Ringkasan Berita
- Vonis Lebih Ringan dari Tuntutan Jaksa Sebelumnya, Jaksa Penuntut Umum (JPU) Bastian Sihombing dari Kejari Belawan me…
- Putusan tersebut dibacakan majelis hakim yang diketuai Joko Widodo dalam sidang yang berlangsung di Ruang Kartika, Se…
- Ajis dihukum 17 tahun penjara serta denda Rp2 miliar, subsider 6 bulan kurungan.
Topikseru.com – Pengadilan Negeri atau PN Medan menjatuhkan vonis berat kepada Ajis Hendra Situmeang (50), warga Jalan Alumunium Raya, Medan Deli, yang terlibat sebagai kurir narkotika jenis sabu seberat 2 kilogram. Ajis dihukum 17 tahun penjara serta denda Rp2 miliar, subsider 6 bulan kurungan.
Putusan tersebut dibacakan majelis hakim yang diketuai Joko Widodo dalam sidang yang berlangsung di Ruang Kartika, Senin (17/11/2025) sore.
“Menjatuhkan pidana penjara selama 17 tahun dan denda sebesar Rp 2 miliar subsider 6 bulan,” ucap hakim saat membacakan putusan.
Majelis menyatakan Ajis terbukti secara sah dan meyakinkan melanggar Pasal 114 Ayat (2) Undang-Undang Nomor 35 Tahun 2009 tentang Narkotika, yang mengatur ancaman hukuman berat bagi pelaku peredaran narkoba golongan I dalam jumlah besar.
Vonis Lebih Ringan dari Tuntutan Jaksa
Sebelumnya, Jaksa Penuntut Umum (JPU) Bastian Sihombing dari Kejari Belawan menuntut Ajis dengan hukuman 18 tahun penjara dan denda Rp 2 miliar. Dengan demikian, vonis hakim lebih ringan satu tahun dari tuntutan jaksa.
Baik JPU maupun Ajis menyatakan pikir-pikir selama tujuh hari sebelum menentukan langkah hukum lanjutan.
Awal Kasus: Kode Rahasia “48”, Pertemuan di Gereja, dan Misi ke Jambi
Kasus ini bermula pada 24 Mei 2025 ketika Ajis dihubungi seorang pria bernama Hengki yang kini masuk daftar pencarian orang (DPO).
Hengki memberi tahu bahwa seseorang bernama Elo akan menghubunginya dan Ajis diminta memberikan kode khusus “48”.
Tak lama kemudian, Elo benar-benar menghubungi Ajis. Setelah kode itu disampaikan, mereka sepakat bertemu keesokan harinya di depan Gereja HKBP di Jalan Alumunium Raya.

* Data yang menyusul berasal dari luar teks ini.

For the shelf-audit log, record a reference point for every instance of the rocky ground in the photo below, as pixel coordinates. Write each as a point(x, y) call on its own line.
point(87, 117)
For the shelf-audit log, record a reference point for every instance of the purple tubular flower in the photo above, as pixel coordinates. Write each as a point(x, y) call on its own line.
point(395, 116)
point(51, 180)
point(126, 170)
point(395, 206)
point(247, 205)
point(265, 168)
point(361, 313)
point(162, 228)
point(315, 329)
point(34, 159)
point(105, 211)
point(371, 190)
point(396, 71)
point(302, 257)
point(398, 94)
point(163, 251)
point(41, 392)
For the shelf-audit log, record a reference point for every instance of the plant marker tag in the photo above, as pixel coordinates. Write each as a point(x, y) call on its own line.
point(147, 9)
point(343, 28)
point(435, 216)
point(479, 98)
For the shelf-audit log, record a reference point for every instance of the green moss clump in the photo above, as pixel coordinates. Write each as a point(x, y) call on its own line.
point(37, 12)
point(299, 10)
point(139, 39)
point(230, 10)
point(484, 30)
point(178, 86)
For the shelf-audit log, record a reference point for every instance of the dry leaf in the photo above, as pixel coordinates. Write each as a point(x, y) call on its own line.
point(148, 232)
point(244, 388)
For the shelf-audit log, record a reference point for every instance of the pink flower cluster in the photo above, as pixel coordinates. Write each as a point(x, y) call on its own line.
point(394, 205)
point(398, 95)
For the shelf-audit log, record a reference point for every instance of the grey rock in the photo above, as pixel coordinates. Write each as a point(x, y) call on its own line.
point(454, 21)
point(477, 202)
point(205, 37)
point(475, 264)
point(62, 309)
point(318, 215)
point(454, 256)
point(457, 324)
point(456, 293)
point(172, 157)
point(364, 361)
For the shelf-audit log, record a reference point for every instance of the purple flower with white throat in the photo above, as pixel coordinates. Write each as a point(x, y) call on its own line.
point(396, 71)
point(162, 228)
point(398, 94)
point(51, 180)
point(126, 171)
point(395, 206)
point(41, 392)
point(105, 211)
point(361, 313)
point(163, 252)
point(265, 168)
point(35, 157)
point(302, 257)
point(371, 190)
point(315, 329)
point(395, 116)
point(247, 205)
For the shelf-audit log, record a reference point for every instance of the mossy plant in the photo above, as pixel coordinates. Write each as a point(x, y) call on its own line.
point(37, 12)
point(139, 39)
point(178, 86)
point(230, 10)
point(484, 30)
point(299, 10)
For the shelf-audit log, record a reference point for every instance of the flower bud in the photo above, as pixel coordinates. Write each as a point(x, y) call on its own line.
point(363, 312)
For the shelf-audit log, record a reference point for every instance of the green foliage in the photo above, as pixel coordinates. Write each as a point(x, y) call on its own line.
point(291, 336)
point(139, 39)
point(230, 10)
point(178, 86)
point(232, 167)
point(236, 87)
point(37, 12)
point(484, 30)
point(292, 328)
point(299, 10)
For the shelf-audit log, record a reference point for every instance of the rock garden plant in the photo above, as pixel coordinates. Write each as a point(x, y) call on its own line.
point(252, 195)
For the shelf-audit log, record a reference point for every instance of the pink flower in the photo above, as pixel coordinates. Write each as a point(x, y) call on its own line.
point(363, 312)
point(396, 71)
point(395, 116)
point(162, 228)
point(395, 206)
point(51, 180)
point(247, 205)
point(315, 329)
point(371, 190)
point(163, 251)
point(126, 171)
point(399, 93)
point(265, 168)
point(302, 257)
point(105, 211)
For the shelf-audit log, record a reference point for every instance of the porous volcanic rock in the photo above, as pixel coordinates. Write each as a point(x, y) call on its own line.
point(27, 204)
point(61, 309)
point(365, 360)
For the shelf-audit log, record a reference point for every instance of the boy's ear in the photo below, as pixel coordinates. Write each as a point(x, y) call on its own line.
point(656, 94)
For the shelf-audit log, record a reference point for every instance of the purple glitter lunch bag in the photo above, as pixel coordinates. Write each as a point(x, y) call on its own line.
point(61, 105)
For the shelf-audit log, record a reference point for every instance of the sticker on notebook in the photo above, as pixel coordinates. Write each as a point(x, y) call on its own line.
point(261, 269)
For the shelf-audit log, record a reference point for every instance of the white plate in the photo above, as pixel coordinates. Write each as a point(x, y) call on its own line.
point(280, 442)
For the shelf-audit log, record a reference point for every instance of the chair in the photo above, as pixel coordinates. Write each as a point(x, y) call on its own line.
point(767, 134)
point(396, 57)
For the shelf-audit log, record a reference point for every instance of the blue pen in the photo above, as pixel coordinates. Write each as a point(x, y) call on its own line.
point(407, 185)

Dalam pertemuan itu, Elo menyerahkan bungkusan plastik hitam berisi dua kilogram sabu.
Ajis mendapat instruksi untuk membawa barang haram tersebut ke Aur Duri, Jambi. Dia dijanjikan upah Rp 10 juta per kilogram apabila pengiriman berhasil.
Ditangkap di Pintu Tol Amplas
Usai menerima paket sabu, Ajis berangkat menggunakan taksi online. Namun, aksinya sudah dipantau aparat Polda Sumut. Setibanya di pintu Tol Amplas, kendaraan yang ia tumpangi langsung diberhentikan petugas.
Saat dilakukan penggeledahan, polisi menemukan dua bungkus besar berisi sabu serta uang Rp 500 ribu di kantong celana Ajis. Ia kemudian ditangkap dan dibawa ke markas polisi untuk pemeriksaan lebih lanjut.
Kasus pun bergulir hingga akhirnya Ajis duduk di kursi pesakitan dan divonis belasan tahun penjara.